Archiefvorming en geschiedenis van de archieven
Van de vier kwartierscommissarissen is een gedeelte van het archief bewaard gebleven. Elke kwartierscommissaris had een eigen administratie waar de inkomende en uitgaande brieven werden geregistreerd. Toegang tot deze stukken heeft men via chronologische lijsten van behandelde zaken en registers.
Het platteland van Gelderland werd in 1817 verdeeld in zeventien hoofdschoutambten. Het aantal hoofdschoutambten, later districtscommissarissen, nam vervolgens tot 1850 steeds af. Wanneer een hoofdschout elders werd benoemd of overleed werd zijn plaats meestal niet opgevuld en werd de hoofdschout van een aangrenzend district, al dan niet tijdelijk, belast met de waarneming of werd het district bij een naburig district gevoegd.
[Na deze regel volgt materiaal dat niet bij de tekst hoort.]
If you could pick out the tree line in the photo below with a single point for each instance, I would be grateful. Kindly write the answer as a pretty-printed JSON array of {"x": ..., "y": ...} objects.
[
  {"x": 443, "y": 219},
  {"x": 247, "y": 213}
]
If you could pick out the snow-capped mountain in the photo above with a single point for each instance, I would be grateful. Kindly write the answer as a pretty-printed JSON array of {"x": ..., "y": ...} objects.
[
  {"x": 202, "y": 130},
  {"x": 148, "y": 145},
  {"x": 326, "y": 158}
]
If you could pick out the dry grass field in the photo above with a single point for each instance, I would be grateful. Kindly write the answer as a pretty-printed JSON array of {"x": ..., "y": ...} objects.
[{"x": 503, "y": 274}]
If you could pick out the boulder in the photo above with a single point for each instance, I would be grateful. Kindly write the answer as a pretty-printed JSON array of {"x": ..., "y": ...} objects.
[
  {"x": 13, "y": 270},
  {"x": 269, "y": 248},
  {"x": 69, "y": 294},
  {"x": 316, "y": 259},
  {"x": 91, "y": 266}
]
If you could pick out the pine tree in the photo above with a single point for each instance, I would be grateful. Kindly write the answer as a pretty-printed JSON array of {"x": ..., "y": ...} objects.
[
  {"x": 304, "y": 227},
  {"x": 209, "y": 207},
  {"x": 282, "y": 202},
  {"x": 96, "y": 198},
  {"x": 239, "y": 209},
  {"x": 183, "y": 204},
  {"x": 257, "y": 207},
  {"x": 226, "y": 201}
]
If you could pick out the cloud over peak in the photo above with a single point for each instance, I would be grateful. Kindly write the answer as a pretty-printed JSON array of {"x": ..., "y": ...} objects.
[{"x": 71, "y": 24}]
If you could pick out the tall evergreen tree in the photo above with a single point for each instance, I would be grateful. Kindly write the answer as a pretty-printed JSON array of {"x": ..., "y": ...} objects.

In 1837 werd het platteland opnieuw verdeeld, nu in vijf districten. Bij de archiefvorming is lang niet altijd rekening gehouden met deze veranderingen, de samenvoegingen van hoofdschoutambten/districten en de waarneming van de hoofdschouten/districtscommissarissen.
De vele samenvoegingen van hoofdschoutambten/districten, al dan niet tijdelijk, maken de zaak niet erg overzichtelijk. Een complicerende factor is ook het feit dat veel archiefstukken verloren zijn gegaan of zijn vernietigd. Hierdoor zijn meestal slechts gedeelten van het archief van een hoofdschout/districtscommissaris bewaard gebleven.
In het algemeen kan gesteld worden dat iedere hoofdschout/districtscommissaris verplicht was er een administratie op na te houden waar de inkomende en uitgaande stukken werden geregistreerd. De hoofdschout/districtscommissaris diende zelf een afschrift van iedere uitgaande brief te behouden. De inkomende en uitgaande brieven zijn meestal chronologisch geordend.
Na het afschaffen van de districtscommissariaten werden de archieven en die van de hoofdschouten en de kwartierscommissarissen in het provinciaal archiefdepot gedeponeerd * . Deze archieven zijn in 1899 geïnventariseerd door A.J.C. Kremer. Uit het verslag van Kremer blijkt dat er toen veel vernietigd is, "... uit de drie of vierhonderd behield ik zelden meer dan zes bladen" * . Vergelijking van de inventaris van Kremer met de zich thans in het archief bevindende stukken laat zien dat er in de loop van de tijd nog meer stukken verloren zijn gegaan.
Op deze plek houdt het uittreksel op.